The most famous cabaret-punk star ever to graduate from Lexington High, Palmer has become a lightning rod for questions of artistic integrity in the Internet age. A true grassroots phenomenon, she’s run afoul of indie elites for her digitally savvy DIY marketing campaigns, which have made her one of the most successful musicians in all of social media. This fall, she’s turned her TED talk on how she raised more than a million dollars on Kickstarter—“The Art of Asking,” with 5.8 million views and counting—into an eponymous book for Hachette. It also covers her early days as a Harvard Square performance artist, her salad days with the rock duo the Dresden Dolls, and her marriage to famous English author Neil Gaiman. Details were still congealing at press time, but she’s planning a midnight reading followed, less than 24 hours later, by a musical performance.

Reading, 11/10 at Porter Square Books, Cambridge, portersquarebooks.com; performance, 11/11 at Royale, Boston, royaleboston.com.
 

AE-44
 
 
In 1998, Boston Baroque and its music director, Martin Pearlman, received a Grammy nomination for their recording of Monteverdi’s 1610 seminal work, a CD that remains competitive in a crowded and stellar field. Boston has not suffered for performances of this piece that’s both a love song to the Virgin Mary and a kind of sacred opera—just last year, Green Mountain Project and the Cantata Singers brought it to the stage. But it will be interesting to see if and how Pearlman’s interpretation has changed, and also how, performing in intimate Jordan Hall, he replicates effects that were likely intended for the vast space of St. Mark’s in Venice.
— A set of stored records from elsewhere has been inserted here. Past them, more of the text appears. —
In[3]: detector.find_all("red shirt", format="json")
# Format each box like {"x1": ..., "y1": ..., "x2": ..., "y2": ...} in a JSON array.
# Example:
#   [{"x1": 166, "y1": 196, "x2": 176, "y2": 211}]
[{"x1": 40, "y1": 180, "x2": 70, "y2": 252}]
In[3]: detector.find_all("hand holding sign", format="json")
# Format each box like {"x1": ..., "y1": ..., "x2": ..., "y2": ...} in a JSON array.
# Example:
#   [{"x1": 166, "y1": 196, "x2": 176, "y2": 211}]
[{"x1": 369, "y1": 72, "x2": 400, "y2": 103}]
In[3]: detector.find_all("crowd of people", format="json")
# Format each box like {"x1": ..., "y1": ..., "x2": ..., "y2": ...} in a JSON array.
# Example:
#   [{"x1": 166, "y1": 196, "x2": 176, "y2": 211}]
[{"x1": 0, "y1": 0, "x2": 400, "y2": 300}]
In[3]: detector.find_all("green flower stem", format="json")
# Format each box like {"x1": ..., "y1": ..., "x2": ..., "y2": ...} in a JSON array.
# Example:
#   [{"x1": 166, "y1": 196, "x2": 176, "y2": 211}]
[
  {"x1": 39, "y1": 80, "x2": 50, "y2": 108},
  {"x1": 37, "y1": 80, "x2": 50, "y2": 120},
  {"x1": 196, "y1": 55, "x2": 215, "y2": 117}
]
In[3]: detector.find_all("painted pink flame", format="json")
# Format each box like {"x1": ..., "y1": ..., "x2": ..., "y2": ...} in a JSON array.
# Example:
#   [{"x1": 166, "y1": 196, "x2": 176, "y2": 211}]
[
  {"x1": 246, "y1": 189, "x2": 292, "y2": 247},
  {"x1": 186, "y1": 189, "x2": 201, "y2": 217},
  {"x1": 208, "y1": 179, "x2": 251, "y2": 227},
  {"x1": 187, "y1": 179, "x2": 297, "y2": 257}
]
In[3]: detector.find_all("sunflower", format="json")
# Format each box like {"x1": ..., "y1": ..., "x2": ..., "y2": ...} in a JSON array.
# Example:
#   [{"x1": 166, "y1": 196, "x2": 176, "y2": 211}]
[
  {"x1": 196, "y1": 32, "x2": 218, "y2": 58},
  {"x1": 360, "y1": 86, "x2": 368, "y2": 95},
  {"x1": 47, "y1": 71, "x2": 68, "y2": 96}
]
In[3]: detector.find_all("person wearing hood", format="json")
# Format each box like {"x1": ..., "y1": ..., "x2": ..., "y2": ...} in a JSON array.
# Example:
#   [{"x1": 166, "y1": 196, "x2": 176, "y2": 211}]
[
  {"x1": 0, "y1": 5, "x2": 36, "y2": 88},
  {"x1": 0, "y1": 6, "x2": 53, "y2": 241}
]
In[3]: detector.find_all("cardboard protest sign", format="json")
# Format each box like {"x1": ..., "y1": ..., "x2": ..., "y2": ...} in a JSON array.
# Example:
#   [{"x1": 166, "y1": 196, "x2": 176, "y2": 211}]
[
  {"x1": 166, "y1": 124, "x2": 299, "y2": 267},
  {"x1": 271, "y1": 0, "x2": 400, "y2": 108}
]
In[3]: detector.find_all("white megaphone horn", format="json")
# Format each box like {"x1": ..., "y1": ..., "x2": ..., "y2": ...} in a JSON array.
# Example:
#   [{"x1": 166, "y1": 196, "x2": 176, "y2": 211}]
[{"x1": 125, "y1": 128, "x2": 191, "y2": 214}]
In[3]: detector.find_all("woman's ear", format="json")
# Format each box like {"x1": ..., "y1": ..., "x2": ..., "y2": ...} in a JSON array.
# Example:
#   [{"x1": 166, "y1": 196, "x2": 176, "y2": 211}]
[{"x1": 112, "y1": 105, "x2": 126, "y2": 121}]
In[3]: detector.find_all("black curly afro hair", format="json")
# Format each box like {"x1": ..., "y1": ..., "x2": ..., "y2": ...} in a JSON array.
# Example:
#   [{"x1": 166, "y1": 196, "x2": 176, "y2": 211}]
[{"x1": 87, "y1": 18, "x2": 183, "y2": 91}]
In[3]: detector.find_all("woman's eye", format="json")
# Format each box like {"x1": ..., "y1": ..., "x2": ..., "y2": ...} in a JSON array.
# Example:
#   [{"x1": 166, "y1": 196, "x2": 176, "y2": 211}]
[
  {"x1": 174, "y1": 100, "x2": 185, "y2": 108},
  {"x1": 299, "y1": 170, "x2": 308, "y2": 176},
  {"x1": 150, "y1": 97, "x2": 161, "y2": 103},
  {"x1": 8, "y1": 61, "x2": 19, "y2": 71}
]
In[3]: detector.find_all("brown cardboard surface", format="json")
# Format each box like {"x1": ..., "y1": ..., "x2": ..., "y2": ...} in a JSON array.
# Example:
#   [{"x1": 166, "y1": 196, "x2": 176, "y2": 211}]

11/14–11/15, Jordan Hall, Boston, bostonbaroque.org.
 

AE-45
 
 
Light and transparency define Italian starchitect Renzo Piano’s renovation of the university museums, much of which has been closed during six years of construction. The facility reopens with familiar favorites (see: Van Gogh’s self-portrait), plus a special presentation of Mark Rothko murals, painted in 1963, that once hung in a Harvard dining hall. These abstract expressionist canvases have been in storage since the ’70s after their pigments faded. Light will be projected to “color correct” the paint, conveying to visitors its original richness.

11/16, Harvard Art Museums, Cambridge, harvardartmuseums.org.
 

AE-46
 
 
ArtsEmerson fields the only East Coast engagement of L.A.-based Center Theatre Group’s reconstitution of the recent Broadway staging of Horton Foote’s classic about an elderly Texan lady’s AWOL journey back to the crumbling middle-of-nowhere from which she hails. Foote specialist Michael Wilson directs, with octogenarian star Cicely Tyson reprising her Tony-winning turn as Carrie Watts, and singer/actress Vanessa Williams as her bossy daughter-in-law.

11/20–12/7, Cutler Majestic Theatre, Boston, artsemerson.org.
 

AE-47
 
 
Drawing on the culture of West Africa and the African diaspora, and adding influences from Cuba and the rest of the Caribbean, Ronald K. Brown creates dances that are at once intensely physical and intensely spiritual, with prayerful moves one moment, and hip-hop, capoeira, and West African drumming the next. World Music/CRASHarts gave his troupe Evidence its Boston debut at the old Zero Arrow Theatre (now Oberon) in 2005; this time out it’s at the ICA, where it last appeared in 2009.

11/21–11/22, Institute of Contemporary Art, Boston, icaboston.org.
 

AE-48
 
 
Founded in 1994, this modern-dance company from Mexico City recently sent out an audition notice for applicants “with a strong ballet and modern technique but mostly a high energy and a strong personality,” so that’s what you should expect. Pérez Salas’s repertoire includes a collage of Mexican composers titled “Made in Mexico (Hecho in Mexico),” and “Ex-Stasis,” with music by Meredith Monk.

11/22–11/23, Citi Shubert Theatre, Boston, celebrityseries.org.
 

AE-49
 
 
World premieres are on the menu at American Repertory Theater this season, which follows its debut of the J. M. Barrie musical based on the Miramax film Finding Neverland (through September 28) with this world premiere by the author of The Vagina Monologues. Eve Ensler’s meditation on obsessive political correctness pits “a dumpster-diving Freegan” against her more compromise-friendly mom, who is running for a Senate seat, to create a comic collision of mainstream liberalism.

11/29–1/4, Loeb Drama Center, Cambridge, americanrepertorytheater.org.